Murray trilled reassuringly. Pemberley whimpered, tottered, and finally took a tumbling step that was really more of a purposeful fall. Gudrun rushed forward to catch her and Pem collapsed laughing into her arms.
A week before Snow Day, Pemberley said her first word.
Gudrun was cooking soft porridge for their supper while Pemberley lay swaddled in a huge old quilt on the couch, propped up so she could see everything. Gudrun hummed Heartbreak Hotel and her humming broke into singing, unguarded and easy for once, her voice loud and bright in the close green humidity of the forest, the color, at last, strong and warm in her cheeks. She sipped Cold Palace Brand No. 1 Silver Needle Tea from a red mug between verses.

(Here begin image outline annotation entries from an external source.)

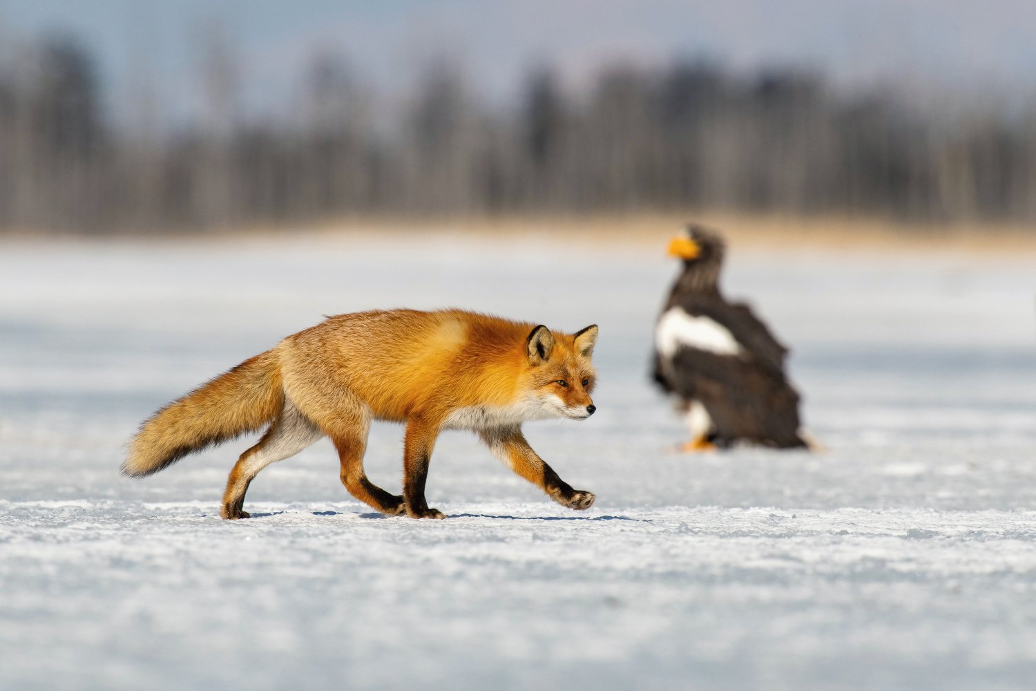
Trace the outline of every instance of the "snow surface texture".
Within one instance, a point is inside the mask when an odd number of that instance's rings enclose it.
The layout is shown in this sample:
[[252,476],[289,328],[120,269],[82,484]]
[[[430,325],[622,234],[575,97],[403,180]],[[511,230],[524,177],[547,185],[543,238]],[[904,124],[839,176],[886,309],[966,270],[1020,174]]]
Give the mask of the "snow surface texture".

“Ruby!” shouted Pemberley suddenly.
Gudrun dropped the red mug. It shattered on the floor like a supernova.
3. Slumber Party Sweet Sixteen
Published 1962, Belladonna Classics, 119 pages
Johnny Abalone lived alone above his father’s store. He’d always meant to get somewhere in life, but somewhere ended up being right back where he started. He’d come around to being more or less okay with that. Old Jack Oskander once told him, as he bought another massive stack of dirty magazines: kid, nobody really gets anywhere in this life. Everybody just picks someplace to hunker down and barricade themselves in. Some of us just got better bricks than others.
And Johnny thought that was pretty much on the mark.
The envelope arrived with the afternoon mail run. He almost didn’t notice it in the small hurricane of invoices and junk ads. It just said Johnny on it. No address. But everyone knew who he was. It wouldn’t have been any puzzle, even for a new
mailman, which Sam Frisk was not. Johnny Abalone pulled out an old, faded Christmas card. It had a snowman on it. Corn cob pipe and everything.
If you wanted to come and see me on Thursday, that would be fine. It’s my birthday. Here is $400. I think that’s enough for a color TV. If you could bring it when you come that would be as good as a present. Only you have to promise not to freak out if you see something that would be hard to explain if anyone asked you about it. But probably no one ever will.
I drink my tea straight. Silver needle doesn’t need anything extra.
P.S. Bring cake. Lots of frosting.
—Gudrun
2. The Girl Next Door
Published 1950, Fig Leaf Press, 104 pages
Pemberley learned words quickly. After Ruby came Murray, water, potato, book, tea, want, moon. And others less predictable, less simple, less clear where she found them. Dirty. Formaldehyde. Fallout. Radon. Military industrial complex. Poison. Death.
Snow.
Gudrun didn’t know what she expected. She supposed she ought to stop expecting entirely at this point. She had only just managed to adjust to the reality of having been cut in two like an orange. She didn’t much feel like dealing with this new problem. Because Pemberley was her in every way, just the same, by definition, by ontological necessity. But those hadn’t been Gudrun’s first words. She’d said Mama, like most children. Then hello, bottle, help, up, outside, kiss, and Minnesota.
Once, at night, while Pem snored softly next to her with her fists balled up under her chin, Gudrun wondered if, having been bisected so cleanly, she was missing something now. If she was no longer whole. If she was still 100% Gudrun and not diluted somehow, alloyed with some new substance. 90% Gudrun and 10% radon, fallout, formaldehyde, snow. Or 50% Gudrun, and 50% of her now lived in a completely unattached body that she could never glue back together with the rest, a new warm body put away gently on the other side of the cabinet from her old cool one, divided by spoons and sugar and the inevitable separateness of everything, sucking its thumb vigorously when it had bad dreams.